Brandon Jones, who until September 2025 worked on workforce development and broadening participation within NSF’s directorate for geosciences, says he was disappointed to see NSF shutter a program called Cultural Transformation in the Geoscience Community that helped institutions make their research environments more welcoming and supportive, including by improving mentorship, antiracism and antiharassment practices, and accessibility. The program “was supporting the transformations in the system that are necessary for individuals to thrive,” he says.
Jones, who took an early retirement from the federal workforce last year and serves as president of the American Geophysical Union, worries U.S. competitiveness will flag if the country fails to invest in supporting its pipeline of researchers. “We have global competitors who are doing that, and we are backing away,” he says. “We’re shooting ourselves in the foot.”
Also at risk is the flow of researchers from outside the country. U.S. labs increasingly rely on early-career researchers born elsewhere: Temporary residents make up 41% of U.S. Ph.D. students and 58% of postdocs in science, engineering, and health fields, according to data collected by NSF in 2023. But many academics Science spoke with said they expect the numbers to contract—both because the administration has made visas harder to get and because working in the U.S. may simply become less appealing to international researchers.
“U.S. universities are [still] the place where top research is being done,” and they draw many talented early-career researchers from abroad, says Ina Ganguli, a professor of economics at the University of Massachusetts Amherst who studies the scientific community. But in the years ahead foreign researchers may look at the volatile funding landscape and anti-immigration rhetoric and decide to apply for jobs elsewhere. “What would it take for the U.S. to lose its position as the leader in global science?” she asks. “I think that’s the question that we don’t know.”
A drop in international applicants could create openings for U.S. citizens. But one university administrator noted that unless salaries for early-career researchers go up at U.S. institutions, U.S. nationals may not rush to apply. “Graduate students have been really poorly paid for a long time. And a lot of international students are willing to take those jobs because they are a pathway to a life in America.”

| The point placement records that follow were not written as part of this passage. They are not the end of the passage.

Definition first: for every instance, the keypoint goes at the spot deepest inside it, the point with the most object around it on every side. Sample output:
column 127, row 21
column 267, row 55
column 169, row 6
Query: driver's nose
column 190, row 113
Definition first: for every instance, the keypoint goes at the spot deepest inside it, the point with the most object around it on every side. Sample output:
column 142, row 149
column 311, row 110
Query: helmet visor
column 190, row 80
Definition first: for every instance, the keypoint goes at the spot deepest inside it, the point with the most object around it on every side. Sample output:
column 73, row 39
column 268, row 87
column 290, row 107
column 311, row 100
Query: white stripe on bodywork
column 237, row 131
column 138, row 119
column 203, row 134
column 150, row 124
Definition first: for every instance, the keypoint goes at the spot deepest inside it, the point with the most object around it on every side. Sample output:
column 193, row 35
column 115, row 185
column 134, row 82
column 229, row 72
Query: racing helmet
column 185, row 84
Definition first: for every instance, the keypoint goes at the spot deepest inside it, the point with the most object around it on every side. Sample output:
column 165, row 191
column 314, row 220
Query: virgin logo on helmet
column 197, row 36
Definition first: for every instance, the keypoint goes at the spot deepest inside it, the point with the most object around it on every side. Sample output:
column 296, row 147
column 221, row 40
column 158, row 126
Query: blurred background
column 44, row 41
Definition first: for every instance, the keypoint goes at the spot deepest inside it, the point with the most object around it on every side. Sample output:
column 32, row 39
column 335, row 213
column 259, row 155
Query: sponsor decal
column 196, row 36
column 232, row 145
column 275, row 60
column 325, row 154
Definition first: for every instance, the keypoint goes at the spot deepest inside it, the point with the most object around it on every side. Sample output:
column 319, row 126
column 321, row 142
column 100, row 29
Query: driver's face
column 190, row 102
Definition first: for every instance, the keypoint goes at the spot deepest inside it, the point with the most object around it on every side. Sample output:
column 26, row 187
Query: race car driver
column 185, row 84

Barbour says the squeeze on academic careers could lead to needed conversations about how to train scientists for nonacademic jobs. It’s not a new issue, she says: Most graduate students today aren’t aiming for a faculty position, and are instead interested in careers in industry and other sectors. “But up until now I’m not sure how attentive we’ve been to make sure students have the skills they need in that nonacademic workforce.” Trump may provide an additional spur.
Adjusting to a new funding landscape will inevitably be painful, Barbour says. “But I think there are things we can learn that will help us to be even more impactful for our students. It’s foolish to waste a good crisis.”